To increase the affinity between the book and its potential public, I started a group on Facebook and added as many friends as I could whom I thought might be remotely interested in writing.

I pumped the group full of interesting material about writing and interacted with members intensively, creating a real community.

Initially, I offered the e-book version of my book as a reward for anyone who added the most writing-friendly people to the group, and this succeeded in adding a few dozen more members.

Then I offered the e-book for free to ALL members for a limited time if the group could reach a certain number of members by the end of that month. Suddenly, things took off, and dozens more members were added at a rapid rate. The group met its target. I posted a link to the e-book and many members took advantage of it and downloaded the book for free.

This added those hot names to my email database.

These people then became beta-readers - they were complete strangers who would read the book and give me feedback. Those who wrote back raved about the book.

What did I gain?

Several hundred extra members in the group (which has steadily grown every day since then), more than doubling it in size and attracting some experienced writers

Dozens of extra names for my database

Dozens of beta-readers and some new testimonies

The crossover between the email database and the group members who have downloaded the book gave me my ‘tribe’, the people from both who were interested enough to get the book.

Now it’s probably true that this whole process could be magnified into a much larger operation. What I did was very small, right at the beginning of setting something up, but it’s possible to see that, given a few more resources and a little more time, it might have been feasible to boost the group into tens of thousands of members, acquire hundreds if not thousands of names for a database, and bring on board hundreds of beta readers. It all depends what the end goal is and what resources you have access to. The principles are the same, though.

And that’s what interests me: the theory behind why this worked.

Stripped of specifics, it goes something like this:

An author, or a business, develops a product after careful research and much work, which doesn’t immediately take off in the open market, despite tests proving that it was more than adequate in itself. This is because, though the thing may be highly effective in itself, it is still invisible to the wider world, despite any attempt to advertise or promote it.

To solve this, to make the product visible, an author or business needs to find a sub-group within that open market - a niche or sector of the marketplace which is broadly interested in the wide category of whatever the product is and for whom similar products are already visible. It’s like finding the public who are on enough of a wavelength to have some hope of picking up your signal.

A free-ranging and lively conversation or series of conversations need to occur within this niche public, not with the aim of ‘selling’ them anything, or even with the idea of introducing or mentioning the initial product at this stage. In the course of this ongoing communication, the author or business becomes more ‘real’ to the members of that sub-group. In effect, the members begin to see at least part of themselves in that author or business. Visibility increases; affinity grows; the beginnings of trust are established.

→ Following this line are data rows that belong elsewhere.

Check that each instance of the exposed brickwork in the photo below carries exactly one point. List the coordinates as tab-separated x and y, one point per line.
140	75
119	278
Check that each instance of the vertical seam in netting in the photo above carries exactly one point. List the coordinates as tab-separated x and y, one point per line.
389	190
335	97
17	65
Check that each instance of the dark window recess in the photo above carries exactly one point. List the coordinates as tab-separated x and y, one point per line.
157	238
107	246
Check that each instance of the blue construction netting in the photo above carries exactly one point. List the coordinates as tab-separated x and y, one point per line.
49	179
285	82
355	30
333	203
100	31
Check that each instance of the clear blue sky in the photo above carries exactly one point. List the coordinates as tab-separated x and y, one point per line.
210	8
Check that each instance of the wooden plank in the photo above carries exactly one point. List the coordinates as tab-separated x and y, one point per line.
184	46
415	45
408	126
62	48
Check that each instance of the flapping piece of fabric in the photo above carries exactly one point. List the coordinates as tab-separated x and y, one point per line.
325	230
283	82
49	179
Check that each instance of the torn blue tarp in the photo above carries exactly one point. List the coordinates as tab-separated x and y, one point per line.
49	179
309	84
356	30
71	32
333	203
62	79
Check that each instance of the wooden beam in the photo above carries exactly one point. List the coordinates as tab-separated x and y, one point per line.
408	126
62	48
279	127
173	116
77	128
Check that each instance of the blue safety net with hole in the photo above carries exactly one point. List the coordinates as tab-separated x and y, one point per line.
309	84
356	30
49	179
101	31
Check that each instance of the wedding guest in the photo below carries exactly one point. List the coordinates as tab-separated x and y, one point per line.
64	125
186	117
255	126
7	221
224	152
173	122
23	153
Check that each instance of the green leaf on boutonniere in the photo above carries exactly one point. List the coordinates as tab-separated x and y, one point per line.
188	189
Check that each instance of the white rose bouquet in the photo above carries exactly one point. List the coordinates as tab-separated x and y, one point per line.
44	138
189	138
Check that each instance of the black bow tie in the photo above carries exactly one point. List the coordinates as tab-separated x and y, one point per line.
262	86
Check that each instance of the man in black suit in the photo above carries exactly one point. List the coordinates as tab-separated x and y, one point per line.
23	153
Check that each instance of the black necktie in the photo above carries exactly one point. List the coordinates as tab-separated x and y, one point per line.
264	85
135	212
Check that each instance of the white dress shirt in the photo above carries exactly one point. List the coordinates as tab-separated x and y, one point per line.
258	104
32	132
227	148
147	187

The aim at this point is to create a community of interactive people, not a set of prospects or a collection of statistics. The more real the communication is, the better; the more responsive and human the author or business appears, the closer is the approach to the objective of this stage.

Once the community is established, the initial product can be introduced as an incentive within that community without necessarily giving it too much attention. Just as I made acquiring my book a prize for adding people to my community, so any product should be aligned with the goals of that group. Any attempt to make the product the central aim of the group will be counterproductive. But make it a side-aim and it should start to draw attention. But it needs to be offered without cost.

Why is this?

Because introducing any element of cost demands a higher element of trust.

Following this model, the author or business hasn’t yet reached the ‘trust-quotient’ or ‘affinity level’ required in order for a member of the public to part with money comfortably. That may or may not come later. This first step is about establishing strong foundations for the trust to grow.

And it will grow, if this is done right. The community will grow, the product will be acquired, the word will spread. The author’s or business’s ‘tribe’ - the loyal followers, the ones who are prepared to go that bit further to get what the author or business of offering - begins to emerge.

This is how to build a foundation for future prosperity.